/. US DOE gets a $24.5 Million Linux Supercomputer

Richard Walsh rbw at ahpcrc.org
Thu Apr 18 07:37:07 PDT 2002

Greg Lindahl wrote:

>This bid is for an install in the future, and it involves a
>combination of McKinley and Madison parts. I don't believe that Intel
>has made Madison's specs available, nor has HP made the specs of the 
>chipset they'll be using available. 

 True, but the dual-floating point units in the core are not
 likely to be added to ... so its a question of what the clock
 is going to be (is my estimate of 1.5 GHz unreasonable?), what
 the impact of the chipset/system-bus on memory bandwidth is 
 going to, and cache sizes.

>It's likely that they aren't quoting peak; PNL prefers figures like
>the actual speed of matrix-matrix multiple (DGEMM). Now the Itanium is
>reasonably good at delivering a nice % of peak for DGEMM, but it's not
>the same as peak. It's a lot more fair number to use than peak, and
>gives you a good idea of what the Top500 Linpack score will be.

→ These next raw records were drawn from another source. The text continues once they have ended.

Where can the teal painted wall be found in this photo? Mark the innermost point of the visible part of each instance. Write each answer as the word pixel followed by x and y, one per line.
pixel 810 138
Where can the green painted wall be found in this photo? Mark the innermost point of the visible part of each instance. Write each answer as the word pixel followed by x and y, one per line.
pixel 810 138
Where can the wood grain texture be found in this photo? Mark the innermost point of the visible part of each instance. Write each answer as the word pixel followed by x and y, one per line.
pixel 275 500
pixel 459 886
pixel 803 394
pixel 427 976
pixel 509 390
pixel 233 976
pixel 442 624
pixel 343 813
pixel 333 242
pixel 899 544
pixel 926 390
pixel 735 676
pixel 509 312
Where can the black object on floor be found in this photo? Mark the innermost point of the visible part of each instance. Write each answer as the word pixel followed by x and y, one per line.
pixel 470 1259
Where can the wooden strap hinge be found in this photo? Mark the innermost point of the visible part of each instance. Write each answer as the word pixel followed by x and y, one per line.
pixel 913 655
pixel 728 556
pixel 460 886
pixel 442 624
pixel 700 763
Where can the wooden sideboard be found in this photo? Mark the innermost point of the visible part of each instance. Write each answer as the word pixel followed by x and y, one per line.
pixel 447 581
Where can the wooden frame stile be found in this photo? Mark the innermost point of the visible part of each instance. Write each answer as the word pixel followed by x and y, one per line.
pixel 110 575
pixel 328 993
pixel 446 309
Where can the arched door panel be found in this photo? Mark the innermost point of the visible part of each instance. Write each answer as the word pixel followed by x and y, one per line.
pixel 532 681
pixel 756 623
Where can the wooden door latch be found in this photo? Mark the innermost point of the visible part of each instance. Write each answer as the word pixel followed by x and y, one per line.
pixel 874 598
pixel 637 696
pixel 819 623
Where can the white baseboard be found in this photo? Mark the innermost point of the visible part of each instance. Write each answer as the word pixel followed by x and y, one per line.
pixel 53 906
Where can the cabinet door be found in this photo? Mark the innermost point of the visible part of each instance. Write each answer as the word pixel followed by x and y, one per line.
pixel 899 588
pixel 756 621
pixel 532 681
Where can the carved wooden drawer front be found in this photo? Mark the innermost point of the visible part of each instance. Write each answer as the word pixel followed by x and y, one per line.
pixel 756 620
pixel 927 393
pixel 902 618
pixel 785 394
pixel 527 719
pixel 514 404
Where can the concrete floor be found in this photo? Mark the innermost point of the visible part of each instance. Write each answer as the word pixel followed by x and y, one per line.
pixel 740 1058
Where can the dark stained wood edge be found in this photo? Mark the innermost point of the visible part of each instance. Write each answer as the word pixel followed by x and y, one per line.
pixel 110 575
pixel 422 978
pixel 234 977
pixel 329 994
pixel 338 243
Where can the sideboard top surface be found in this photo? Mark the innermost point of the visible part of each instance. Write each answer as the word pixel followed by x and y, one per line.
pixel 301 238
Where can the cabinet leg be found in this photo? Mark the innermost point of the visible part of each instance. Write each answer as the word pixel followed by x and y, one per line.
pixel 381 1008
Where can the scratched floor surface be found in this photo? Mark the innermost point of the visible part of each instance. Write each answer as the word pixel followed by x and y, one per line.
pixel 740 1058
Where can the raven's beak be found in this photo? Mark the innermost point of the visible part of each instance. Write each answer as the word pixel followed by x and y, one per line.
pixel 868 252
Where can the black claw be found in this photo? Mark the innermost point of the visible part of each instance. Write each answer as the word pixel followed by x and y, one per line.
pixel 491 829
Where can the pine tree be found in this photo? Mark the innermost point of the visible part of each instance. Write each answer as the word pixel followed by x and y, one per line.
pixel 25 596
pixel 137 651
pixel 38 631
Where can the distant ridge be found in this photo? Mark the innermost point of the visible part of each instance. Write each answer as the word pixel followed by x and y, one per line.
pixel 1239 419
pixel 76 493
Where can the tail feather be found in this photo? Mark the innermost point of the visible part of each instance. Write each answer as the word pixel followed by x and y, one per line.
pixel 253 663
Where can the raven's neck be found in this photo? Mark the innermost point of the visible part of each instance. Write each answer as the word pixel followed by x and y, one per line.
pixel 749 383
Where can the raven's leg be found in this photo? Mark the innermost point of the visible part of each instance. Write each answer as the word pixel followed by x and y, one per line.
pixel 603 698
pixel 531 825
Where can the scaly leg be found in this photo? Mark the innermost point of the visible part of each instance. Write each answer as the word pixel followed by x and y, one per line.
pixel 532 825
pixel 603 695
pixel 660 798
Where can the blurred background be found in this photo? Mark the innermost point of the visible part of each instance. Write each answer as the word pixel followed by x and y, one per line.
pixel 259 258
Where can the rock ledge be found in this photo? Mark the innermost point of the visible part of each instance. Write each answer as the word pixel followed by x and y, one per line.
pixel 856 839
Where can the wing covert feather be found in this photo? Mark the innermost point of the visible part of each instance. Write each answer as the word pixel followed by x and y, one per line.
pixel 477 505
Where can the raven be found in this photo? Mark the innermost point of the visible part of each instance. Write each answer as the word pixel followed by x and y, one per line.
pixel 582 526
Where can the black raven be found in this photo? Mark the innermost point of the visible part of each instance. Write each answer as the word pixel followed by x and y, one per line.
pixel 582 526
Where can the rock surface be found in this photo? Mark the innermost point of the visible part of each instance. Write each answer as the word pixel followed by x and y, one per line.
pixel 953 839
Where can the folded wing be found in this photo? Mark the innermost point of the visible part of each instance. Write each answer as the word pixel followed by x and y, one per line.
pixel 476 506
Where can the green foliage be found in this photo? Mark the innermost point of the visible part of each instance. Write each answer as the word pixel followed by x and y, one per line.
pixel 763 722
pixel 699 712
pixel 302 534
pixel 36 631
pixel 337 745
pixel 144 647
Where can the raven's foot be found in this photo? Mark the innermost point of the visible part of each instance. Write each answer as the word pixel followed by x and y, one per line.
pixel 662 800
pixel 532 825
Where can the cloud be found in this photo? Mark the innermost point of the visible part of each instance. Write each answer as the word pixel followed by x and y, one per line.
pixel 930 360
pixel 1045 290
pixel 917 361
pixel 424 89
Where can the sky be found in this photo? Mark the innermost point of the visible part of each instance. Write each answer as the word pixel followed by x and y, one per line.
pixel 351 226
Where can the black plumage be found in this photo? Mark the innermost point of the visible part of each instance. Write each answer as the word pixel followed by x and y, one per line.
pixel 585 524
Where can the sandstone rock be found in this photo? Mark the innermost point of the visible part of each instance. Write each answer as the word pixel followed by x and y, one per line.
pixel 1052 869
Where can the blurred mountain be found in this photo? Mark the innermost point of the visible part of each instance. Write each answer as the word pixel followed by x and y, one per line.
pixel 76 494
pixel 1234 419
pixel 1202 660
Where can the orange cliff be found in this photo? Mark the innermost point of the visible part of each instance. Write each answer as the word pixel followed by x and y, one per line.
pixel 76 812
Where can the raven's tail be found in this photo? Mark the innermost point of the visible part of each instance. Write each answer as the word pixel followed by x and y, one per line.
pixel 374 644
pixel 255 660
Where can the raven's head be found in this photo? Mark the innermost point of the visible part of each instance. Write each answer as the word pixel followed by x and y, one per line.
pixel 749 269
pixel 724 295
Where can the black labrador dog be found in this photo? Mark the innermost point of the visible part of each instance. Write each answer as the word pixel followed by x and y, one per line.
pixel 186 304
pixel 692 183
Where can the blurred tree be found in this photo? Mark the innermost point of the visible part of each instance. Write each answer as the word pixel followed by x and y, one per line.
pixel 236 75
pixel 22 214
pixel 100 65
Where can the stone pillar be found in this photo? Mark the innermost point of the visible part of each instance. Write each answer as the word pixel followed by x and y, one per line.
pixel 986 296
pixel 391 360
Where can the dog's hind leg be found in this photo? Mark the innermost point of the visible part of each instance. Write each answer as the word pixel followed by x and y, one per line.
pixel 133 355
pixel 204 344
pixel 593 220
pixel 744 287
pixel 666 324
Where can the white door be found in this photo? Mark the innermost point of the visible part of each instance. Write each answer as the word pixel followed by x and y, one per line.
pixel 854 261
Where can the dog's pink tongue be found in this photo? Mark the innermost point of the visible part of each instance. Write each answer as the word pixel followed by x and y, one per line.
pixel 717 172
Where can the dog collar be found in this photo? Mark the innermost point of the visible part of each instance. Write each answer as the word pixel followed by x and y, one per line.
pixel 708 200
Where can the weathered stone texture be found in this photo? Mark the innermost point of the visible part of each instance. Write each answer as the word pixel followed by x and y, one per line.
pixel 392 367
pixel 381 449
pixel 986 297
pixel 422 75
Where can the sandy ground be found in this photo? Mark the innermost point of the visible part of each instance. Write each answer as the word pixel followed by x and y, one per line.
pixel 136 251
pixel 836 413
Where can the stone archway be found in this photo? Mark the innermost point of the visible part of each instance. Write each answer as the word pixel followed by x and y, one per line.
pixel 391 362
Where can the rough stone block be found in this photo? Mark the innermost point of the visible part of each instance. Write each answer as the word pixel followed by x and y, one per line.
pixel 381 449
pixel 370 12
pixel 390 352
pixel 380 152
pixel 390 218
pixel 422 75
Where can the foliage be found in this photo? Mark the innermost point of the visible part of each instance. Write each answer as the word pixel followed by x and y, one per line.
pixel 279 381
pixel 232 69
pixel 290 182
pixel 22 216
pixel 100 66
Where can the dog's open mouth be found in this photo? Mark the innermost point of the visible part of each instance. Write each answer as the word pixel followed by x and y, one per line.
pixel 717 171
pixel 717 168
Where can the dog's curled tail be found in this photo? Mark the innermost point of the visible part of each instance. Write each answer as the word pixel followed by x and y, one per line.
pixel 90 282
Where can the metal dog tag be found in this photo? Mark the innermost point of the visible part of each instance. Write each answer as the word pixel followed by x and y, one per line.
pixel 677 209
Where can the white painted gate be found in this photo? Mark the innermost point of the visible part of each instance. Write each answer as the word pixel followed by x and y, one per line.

 True, the source is not official, I guess, but when no qualifying
 information is given the numbers presented are usually peak. If
 they aren't then my numbers would need to be reworked on a different
 envelop ;-) ... 
 ... but there is another issue if we assume that the 8.3 TFLOPS is DGEMM 
 performance at say 50% of peak (doing this on a large matrix (G98) 
 would require very good bandwidth to memory) then these 1400 processors 
 must have a system peak of around 17 TFLOPS. What does this mean for
 clock period ... ??

 Assuming the same number (4) of FMA's per core on the Madison, then each
 processor is capable of 12 GFLOPS peak.  This would mean that the processors
 would have to be running at 3 GHz (when are they taking delivery).  This 
 seems a bit high to me seeing as the Itanium is sitting at 800 MHz and 
 does not have a 20 stage pipeline like the Pentium 4 ... but if the deliver
 is far enough into the future who knows.  The idea that the Madison will 
 have more floating point cores seems unlikely (how you going to feed them 
 without real vector memory loads?).

 My $$ per MFLOPS estimates are ballpark numbers, but did include 
 the cost of interconnect (Myrinet or better), and a large chunk 
 of disk and memory. But I won't claim they are perfectly apples-to
 -apples. They were estimated based on estimated purchase price 
 only ... they do not include total cost of ownership effects or 
 factor in expected utilization over the term of ownership (an
 import consideration).

 When I saw the posting, I was surprise how few IA-64 processors 
 (even with the extras) were to be had for ~$25,000,000. The Pentium
 4 looks a better deal at this level of analysis.